Film français de Delphine Deloget (2023), avec Virginie Efira, Félix Lefebvre, Arieh Worthalter, Mathieu Demy, India Hair, Alexis Tonetti, Andréa Brusque, Jean-Luc Vincent, Oussama Kheddam, Audrey Mikondo, Caroline Gay, Anne Steffens, Cédric Vieira, Martin Bouligand, Gaëtan Peau… 1h52. Sortie le 22 novembre 2023.
Virginie Efira
Virginie Efira accrédite l’idée reçue que certains comédiens sont omniprésents. Pas parce qu’elle tourne davantage de films que ses consœurs, mais surtout parce qu’elle choisit ses rôles avec goût et leur donne un éclat inimitable. En mai dernier, alors qu’on la découvrait en épouse martyrisée dans L’amour et les forêts, elle présentait simultanément à Cannes Rien à perdre, dans la section officielle Un Certain Regard. Un personnage de mère courage qui se frotte à la rigueur routinière de l’administration lorsqu’elle se voit retirer la garde de son fils victime d’un accident domestique en son absence et placé en foyer. Un mélodrame assumé mais jamais larmoyant dont le charme repose pour une bonne part sur la composition subtile de l’actrice, aussi convaincante en femme du peuple affranchie qu’en bourgeoise coincée. Avec en guise d’arme secrète une capacité d’empathie assez exceptionnelle qui justifie à elle seule l’intérêt particulier que suscite chez les cinéastes cette interprète subtile dont le physique avenant est semblable à un écran blanc sur lequel les cinéastes projettent les fantasmes les plus divers avec cette garantie qu’elle deviendra une autre, tout en restant elle-même, à savoir une femme qui maîtrise à la perfection ce fameux paradoxe du comédien cher à Diderot. Avec cette capacité rare de ne jamais être ni tout à fait la même ni tout à fait une autre et de rester elle-même en incarnant les personnages les plus multiples. Dans Rien à perdre, Virginie Efira confère à son rôle de femme simple une profondeur qui fait toute la différence, mais ne tombe dans aucun des pièges qui lui étaient tendus a priori. Peut-être parce que son parcours d’actrice s’inscrit dans le prolongement logique de sa carrière d’animatrice et que le naturel qu’on lui attribue volontiers n’est pas l’aboutissement d’une stratégie élaborée, mais plutôt l’expression d’une nature profonde à laquelle le public s’identifie immédiatement.

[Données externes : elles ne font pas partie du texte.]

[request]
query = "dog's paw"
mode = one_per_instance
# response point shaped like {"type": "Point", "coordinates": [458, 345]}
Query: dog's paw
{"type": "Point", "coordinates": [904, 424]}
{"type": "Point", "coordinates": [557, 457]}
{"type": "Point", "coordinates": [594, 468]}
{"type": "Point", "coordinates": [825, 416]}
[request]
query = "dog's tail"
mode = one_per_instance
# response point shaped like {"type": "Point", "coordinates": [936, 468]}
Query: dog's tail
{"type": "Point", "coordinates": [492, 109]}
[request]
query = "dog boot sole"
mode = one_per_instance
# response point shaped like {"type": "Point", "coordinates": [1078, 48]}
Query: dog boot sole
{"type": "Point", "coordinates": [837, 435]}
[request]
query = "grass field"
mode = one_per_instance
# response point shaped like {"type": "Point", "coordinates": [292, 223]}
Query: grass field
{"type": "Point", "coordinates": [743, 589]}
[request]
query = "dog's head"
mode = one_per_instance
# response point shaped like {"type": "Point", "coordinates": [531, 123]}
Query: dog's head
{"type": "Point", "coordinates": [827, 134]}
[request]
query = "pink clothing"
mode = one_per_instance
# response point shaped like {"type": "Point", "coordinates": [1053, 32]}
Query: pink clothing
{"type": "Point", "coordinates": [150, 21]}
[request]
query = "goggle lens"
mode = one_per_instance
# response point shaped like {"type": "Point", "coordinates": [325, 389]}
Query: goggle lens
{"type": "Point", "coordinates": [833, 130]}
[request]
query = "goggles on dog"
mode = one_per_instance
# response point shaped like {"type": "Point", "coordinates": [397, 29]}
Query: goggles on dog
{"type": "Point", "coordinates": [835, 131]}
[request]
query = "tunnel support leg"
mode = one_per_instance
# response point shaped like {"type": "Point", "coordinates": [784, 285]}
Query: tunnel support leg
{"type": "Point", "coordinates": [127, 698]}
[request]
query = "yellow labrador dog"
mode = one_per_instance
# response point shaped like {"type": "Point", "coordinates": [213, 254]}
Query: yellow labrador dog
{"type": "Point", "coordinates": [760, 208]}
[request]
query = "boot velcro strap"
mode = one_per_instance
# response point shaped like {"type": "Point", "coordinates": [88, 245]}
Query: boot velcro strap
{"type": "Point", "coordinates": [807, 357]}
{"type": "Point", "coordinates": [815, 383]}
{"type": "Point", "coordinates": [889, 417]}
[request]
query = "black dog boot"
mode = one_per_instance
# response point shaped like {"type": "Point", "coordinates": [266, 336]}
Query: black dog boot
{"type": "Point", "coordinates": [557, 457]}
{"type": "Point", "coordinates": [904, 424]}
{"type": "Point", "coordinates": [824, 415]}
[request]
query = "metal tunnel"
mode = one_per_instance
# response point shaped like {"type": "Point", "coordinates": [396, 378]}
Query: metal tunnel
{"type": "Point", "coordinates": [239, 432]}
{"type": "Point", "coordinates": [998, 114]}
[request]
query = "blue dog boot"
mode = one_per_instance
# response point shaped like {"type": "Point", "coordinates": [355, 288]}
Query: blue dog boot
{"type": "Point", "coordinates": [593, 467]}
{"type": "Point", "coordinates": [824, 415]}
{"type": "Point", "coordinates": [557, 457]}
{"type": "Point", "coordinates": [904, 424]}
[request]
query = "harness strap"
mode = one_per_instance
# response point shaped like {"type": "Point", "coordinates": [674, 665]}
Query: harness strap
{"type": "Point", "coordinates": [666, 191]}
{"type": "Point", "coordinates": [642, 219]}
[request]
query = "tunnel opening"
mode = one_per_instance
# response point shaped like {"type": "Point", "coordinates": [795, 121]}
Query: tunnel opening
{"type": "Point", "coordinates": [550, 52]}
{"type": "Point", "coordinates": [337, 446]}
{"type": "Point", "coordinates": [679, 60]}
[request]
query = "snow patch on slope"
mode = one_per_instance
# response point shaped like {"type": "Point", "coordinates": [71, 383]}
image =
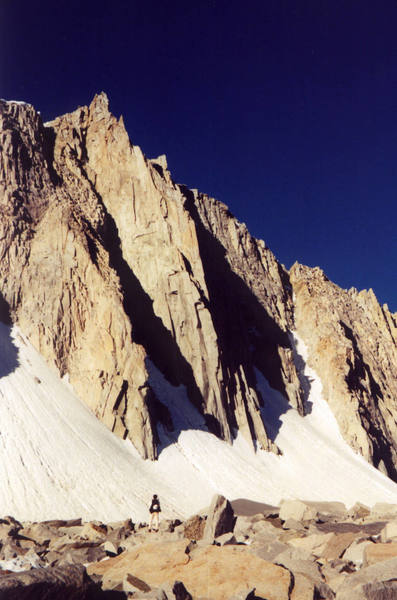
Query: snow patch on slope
{"type": "Point", "coordinates": [59, 461]}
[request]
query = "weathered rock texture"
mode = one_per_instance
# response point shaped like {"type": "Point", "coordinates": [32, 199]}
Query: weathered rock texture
{"type": "Point", "coordinates": [106, 263]}
{"type": "Point", "coordinates": [109, 266]}
{"type": "Point", "coordinates": [352, 343]}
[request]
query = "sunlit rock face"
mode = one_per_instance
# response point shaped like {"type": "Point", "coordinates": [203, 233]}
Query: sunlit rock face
{"type": "Point", "coordinates": [352, 343]}
{"type": "Point", "coordinates": [106, 262]}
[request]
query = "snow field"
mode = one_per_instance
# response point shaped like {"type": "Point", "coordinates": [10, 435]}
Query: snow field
{"type": "Point", "coordinates": [59, 461]}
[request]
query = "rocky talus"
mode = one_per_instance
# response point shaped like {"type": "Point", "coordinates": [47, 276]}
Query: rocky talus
{"type": "Point", "coordinates": [112, 270]}
{"type": "Point", "coordinates": [230, 551]}
{"type": "Point", "coordinates": [352, 344]}
{"type": "Point", "coordinates": [110, 267]}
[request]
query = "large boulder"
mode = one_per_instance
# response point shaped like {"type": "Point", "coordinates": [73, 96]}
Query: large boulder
{"type": "Point", "coordinates": [361, 585]}
{"type": "Point", "coordinates": [216, 572]}
{"type": "Point", "coordinates": [375, 553]}
{"type": "Point", "coordinates": [66, 583]}
{"type": "Point", "coordinates": [389, 532]}
{"type": "Point", "coordinates": [297, 510]}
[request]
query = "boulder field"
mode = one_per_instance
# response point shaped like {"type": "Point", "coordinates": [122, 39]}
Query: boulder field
{"type": "Point", "coordinates": [232, 550]}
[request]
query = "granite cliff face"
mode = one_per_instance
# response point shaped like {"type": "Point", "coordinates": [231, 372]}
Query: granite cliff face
{"type": "Point", "coordinates": [352, 343]}
{"type": "Point", "coordinates": [109, 267]}
{"type": "Point", "coordinates": [106, 263]}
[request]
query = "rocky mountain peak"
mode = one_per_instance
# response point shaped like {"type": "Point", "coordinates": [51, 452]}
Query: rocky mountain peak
{"type": "Point", "coordinates": [116, 273]}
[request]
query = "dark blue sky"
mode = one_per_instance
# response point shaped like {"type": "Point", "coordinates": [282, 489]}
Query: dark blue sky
{"type": "Point", "coordinates": [286, 111]}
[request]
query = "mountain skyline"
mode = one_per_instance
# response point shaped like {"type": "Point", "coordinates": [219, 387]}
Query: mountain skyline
{"type": "Point", "coordinates": [283, 112]}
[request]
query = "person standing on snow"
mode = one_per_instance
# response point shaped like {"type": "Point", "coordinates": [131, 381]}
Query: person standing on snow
{"type": "Point", "coordinates": [154, 513]}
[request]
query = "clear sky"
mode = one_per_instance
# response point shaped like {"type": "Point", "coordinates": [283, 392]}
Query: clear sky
{"type": "Point", "coordinates": [285, 110]}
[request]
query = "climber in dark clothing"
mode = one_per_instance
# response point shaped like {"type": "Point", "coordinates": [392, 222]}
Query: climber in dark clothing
{"type": "Point", "coordinates": [154, 513]}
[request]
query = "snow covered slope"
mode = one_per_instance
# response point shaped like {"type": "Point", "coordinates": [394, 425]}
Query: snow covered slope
{"type": "Point", "coordinates": [59, 461]}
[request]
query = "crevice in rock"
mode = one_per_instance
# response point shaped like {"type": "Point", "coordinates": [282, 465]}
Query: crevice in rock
{"type": "Point", "coordinates": [247, 335]}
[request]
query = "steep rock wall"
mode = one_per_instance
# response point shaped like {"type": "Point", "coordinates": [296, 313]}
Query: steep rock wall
{"type": "Point", "coordinates": [352, 343]}
{"type": "Point", "coordinates": [117, 264]}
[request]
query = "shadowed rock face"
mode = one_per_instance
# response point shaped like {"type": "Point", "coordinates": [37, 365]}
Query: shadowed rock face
{"type": "Point", "coordinates": [106, 262]}
{"type": "Point", "coordinates": [352, 343]}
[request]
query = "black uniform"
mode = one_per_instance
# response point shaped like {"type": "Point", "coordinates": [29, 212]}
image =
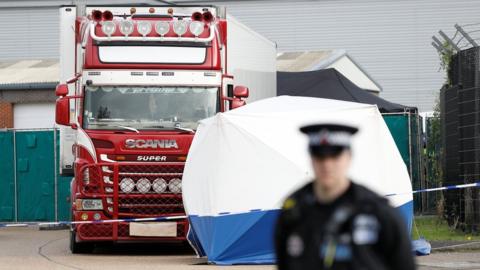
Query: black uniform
{"type": "Point", "coordinates": [359, 230]}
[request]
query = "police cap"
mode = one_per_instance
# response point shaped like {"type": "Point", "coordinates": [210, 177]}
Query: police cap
{"type": "Point", "coordinates": [328, 139]}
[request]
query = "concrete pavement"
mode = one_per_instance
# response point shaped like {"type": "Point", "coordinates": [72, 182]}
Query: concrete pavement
{"type": "Point", "coordinates": [29, 248]}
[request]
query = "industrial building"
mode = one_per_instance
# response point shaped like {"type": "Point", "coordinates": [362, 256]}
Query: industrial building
{"type": "Point", "coordinates": [390, 39]}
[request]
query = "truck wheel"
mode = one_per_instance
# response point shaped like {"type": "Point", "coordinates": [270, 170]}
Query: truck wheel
{"type": "Point", "coordinates": [79, 248]}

Félix Lefebvre, Alexis Tonetti et Virginie Efira
Ce rôle de mère courageuse qui a gardé un soupçon d’insouciance qui date de sa jeunesse, Virginie Efira n’a pas à forcer son talent pour l’incarner avec autant de justesse que d’économie d’effets. Là où les services sociaux lui reprochent son inconséquence, elle réagit en sortant les griffes, comme une chatte qui protège ses petits. C’est l’éternelle lutte du pot de terre contre le pot de fer et d’une femme mue par ses grands sentiments contre une administration anonyme et dénuées d’états d’âme. Un combat qui peut s’avérer vain et manichéen, mais que la réalisatrice inscrit dans le registre du réalisme social, en évitant les pièges du naturalisme propices au pathos, sans doute parce que son expérience documentaire lui a permis de se placer toujours à la distance la plus juste pour être honnête. Elle préfère ainsi se concentrer sur les relations qui incitent ses protagonistes à se serrer les coudes face à l’absurdité d’une machine à découdre le tissu social. Elle place à cet effet face à Virginie Efira des comédiens particulièrement habités par leurs rôles parmi lesquels Arieh Worthalter, aux antipodes de son rôle-titre du Procès Goldman, le trop rare Mathieu Demy et surtout le toujours surprenant Félix Lefebvre capable de jouer de son visage d’ange pour interpréter des personnages que ses rivaux sont soit trop jeunes soit trop âgés pour pouvoir tenir de façon crédible. Il se révèle une fois de plus impeccable dans ce rôle de fils à maman aux prises avec une famille comme les autres dépeinte avec une justesse dépourvue de complaisance. De quoi miser sur Delphine Deloget comme un sérieux espoir en devenir.